If you think the new year is a time of optimism and hope for the future, then you haven’t been watching gold.
Bullion prices have risen every day except one in 2017, evidence that investors are pricing in a rocky year ahead. The U.K. is getting ready to sever ties with Europe, with Prime Minister Theresa May preparing for a major speech on Tuesday.

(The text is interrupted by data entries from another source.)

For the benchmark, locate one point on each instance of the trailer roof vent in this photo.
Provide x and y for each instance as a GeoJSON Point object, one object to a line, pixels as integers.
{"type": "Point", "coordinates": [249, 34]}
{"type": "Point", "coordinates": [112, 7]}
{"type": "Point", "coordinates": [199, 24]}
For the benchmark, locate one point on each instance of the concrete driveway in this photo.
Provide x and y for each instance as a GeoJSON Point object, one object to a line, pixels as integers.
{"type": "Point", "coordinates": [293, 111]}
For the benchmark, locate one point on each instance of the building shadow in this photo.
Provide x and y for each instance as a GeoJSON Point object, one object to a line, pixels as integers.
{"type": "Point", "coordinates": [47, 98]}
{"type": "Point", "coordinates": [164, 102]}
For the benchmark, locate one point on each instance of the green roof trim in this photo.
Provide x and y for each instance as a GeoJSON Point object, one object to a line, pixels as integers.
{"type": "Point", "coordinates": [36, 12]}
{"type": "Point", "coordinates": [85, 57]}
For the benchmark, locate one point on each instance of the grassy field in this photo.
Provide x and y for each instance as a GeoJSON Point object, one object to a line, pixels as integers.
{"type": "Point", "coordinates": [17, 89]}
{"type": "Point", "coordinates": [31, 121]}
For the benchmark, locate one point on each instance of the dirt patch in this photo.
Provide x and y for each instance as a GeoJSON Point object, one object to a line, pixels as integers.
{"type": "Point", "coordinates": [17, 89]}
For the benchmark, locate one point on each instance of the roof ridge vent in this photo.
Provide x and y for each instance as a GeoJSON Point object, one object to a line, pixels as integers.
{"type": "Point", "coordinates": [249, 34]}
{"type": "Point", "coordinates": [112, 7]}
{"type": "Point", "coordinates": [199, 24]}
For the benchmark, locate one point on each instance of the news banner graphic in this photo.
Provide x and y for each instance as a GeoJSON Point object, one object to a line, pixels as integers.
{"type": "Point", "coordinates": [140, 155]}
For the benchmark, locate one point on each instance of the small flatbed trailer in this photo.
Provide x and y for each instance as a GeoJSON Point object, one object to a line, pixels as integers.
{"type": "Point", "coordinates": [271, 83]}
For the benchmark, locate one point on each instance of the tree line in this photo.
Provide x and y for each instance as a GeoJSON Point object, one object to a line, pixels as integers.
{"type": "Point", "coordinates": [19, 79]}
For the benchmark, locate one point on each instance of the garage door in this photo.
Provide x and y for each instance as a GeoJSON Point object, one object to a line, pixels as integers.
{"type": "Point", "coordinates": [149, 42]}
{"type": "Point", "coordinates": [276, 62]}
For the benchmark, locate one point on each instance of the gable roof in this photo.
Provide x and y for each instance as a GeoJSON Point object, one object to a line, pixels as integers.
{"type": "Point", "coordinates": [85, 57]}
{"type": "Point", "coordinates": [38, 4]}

Donald Trump is just three days away from being sworn in as the next U.S. president.
“As the inauguration of Trump draws close, I think people are realizing that potentially this could be a very stormy Presidency and gold may well benefit from that,” said David Govett, an analyst at Marex Spectron Group Ltd. in London. “There is new money at the beginning of each year looking for a home and a lot of this seems to find its way into gold.”
Gold for immediate delivery rose 1.1 percent to $1,215.97 an ounce as of 10:04 a.m. in London, according to Bloomberg generic pricing. Prices are the highest in almost a month.
Gold has rallied 5.8 percent this year, extending a 8.1 percent gain in 2016.
May is expected to set out a plan for Brexit later today and say that U.K. is likely to pull out of the European Union’s single market for goods and services and seek a completely new trading relationship.
Bullion’s advance has been buttressed by a retreat in the dollar’s rally, as well as signs of increased demand. The Bloomberg Dollar Spot Index, which tracks the greenback against 10 peers, fell 0.9 percent on Tuesday, and has lost about 1.4 percent since the end of 2016. Holdings in exchange-traded funds backed rose 2.5 metric tons on Friday, the biggest jump since Nov. 9.
The start of the year is usually a positive one for gold. In the past decade, the metal has risen every January in all but three years.
In other market news:
Holdings in exchange-traded funds backed by gold increased 2.5 tons to 1,771.7 tons, the biggest increase since November. Spot silver climbed 1.3 percent to $17.02 an ounce. Palladium and platinum both rose 0.8 percent.